Consider 2ndly, that to prevent so great an evil every Christian ought often to examine into the true state of his interior, and consider seriously what are the real dispositions of his soul, especially with regard to his God. He cannot be in the state of grace, or in the way of salvation, if he love not God above all things. Reflect, O my soul, is there nothing thou lovest more than God? Is there nothing that takes place of him in thy affections? How comes it, then, that commonly God is so seldom thought on in the course of the day? How comes it that upon every occasion worldly honour, temporal interest, sensual pleasures, the gratifying thyself or the world, make thee turn thy back on him?

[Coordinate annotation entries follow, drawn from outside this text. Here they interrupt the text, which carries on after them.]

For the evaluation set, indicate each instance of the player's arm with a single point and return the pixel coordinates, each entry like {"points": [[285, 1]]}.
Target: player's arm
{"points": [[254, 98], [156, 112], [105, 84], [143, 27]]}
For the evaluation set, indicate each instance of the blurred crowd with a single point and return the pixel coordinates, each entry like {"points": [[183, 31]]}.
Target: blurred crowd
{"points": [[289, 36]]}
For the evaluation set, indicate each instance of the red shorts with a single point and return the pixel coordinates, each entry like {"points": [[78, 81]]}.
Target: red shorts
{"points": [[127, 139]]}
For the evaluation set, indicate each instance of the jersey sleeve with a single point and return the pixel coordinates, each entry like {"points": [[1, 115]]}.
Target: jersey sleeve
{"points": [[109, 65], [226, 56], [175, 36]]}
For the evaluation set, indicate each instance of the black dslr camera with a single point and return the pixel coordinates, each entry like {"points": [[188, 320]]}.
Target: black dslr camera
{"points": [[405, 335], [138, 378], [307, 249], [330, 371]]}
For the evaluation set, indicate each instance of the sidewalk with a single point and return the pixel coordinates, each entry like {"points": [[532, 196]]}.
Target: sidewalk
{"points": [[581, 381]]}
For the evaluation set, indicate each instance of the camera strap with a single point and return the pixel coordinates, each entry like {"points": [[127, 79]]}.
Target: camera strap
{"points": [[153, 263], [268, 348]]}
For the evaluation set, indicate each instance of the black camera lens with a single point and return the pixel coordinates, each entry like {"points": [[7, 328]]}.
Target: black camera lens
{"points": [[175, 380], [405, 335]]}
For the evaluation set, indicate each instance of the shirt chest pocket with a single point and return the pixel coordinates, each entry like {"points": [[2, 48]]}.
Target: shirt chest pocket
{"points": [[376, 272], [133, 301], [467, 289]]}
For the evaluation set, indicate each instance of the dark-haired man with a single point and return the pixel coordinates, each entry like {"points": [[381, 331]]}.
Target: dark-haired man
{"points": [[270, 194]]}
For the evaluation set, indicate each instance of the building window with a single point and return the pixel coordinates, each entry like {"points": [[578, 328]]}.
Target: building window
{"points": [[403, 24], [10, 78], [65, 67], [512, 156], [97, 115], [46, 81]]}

The true lover is ever thinking on the subject of his love, and never better content than when in company and conversing with his beloved. Is thy love of God such as this? Art thou resolutely determined, for no consideration whatever, for no honour, no interest, no pleasure, no human respect, no fear, no love - for nothing, in fine, that the world can give or take away, to be disloyal to thy God? If not, the love of God is not in thee, and thou art none of his. This is the best rule by which thou mayest know whether thou really lovest God or not. But then, to know thy true disposition in this regard, examine thy works: 'If you love me,' saith the Lord, 'Keep my commandments.' St. John xiv. 15.
Consider 3rdly, that thou must also examine, how thy soul stands affected with regard to thy neighbour. For here is another great branch of the Christian duty, in which his soul is no less interested, and in which too many deceive themselves; O my soul, art thou just in thy thoughts, words, and works, to thy neighbour? Dost thou live up to the rules of charity in this regard? Art thou not censorious in thy judgments, bitter in thy speeches, hasty and passionate in thy carriage to him? Dost thou never injure him in his reputation by backbiting and detraction, in his honour by affronts, in his friends by tale-bearing, and in the peace of his mind by derision or contempt? Art thou just in all thy dealings with him? Dost thou pay his dues? Dost thou keep any thing from him unjustly? Dost thou do by him, in whatever station of life he may be, as thou wouldest be done by, if thou wert in his place? Is there no rancour in thy heart against any one soul upon earth? No secret hatred, malice, or envy? Examine thyself well upon all these heads, in which millions affect to deceive themselves to their eternal perdition.
Conclude to labour seriously for the knowledge of thyself; that thou mayest effectually amend thy life and secure thy soul. For why shouldest thou suffer thyself to be any longer blindfolded by passion, or affected ignorance, with evident danger of falling down the dreadful precipice which leads to a miserable eternity.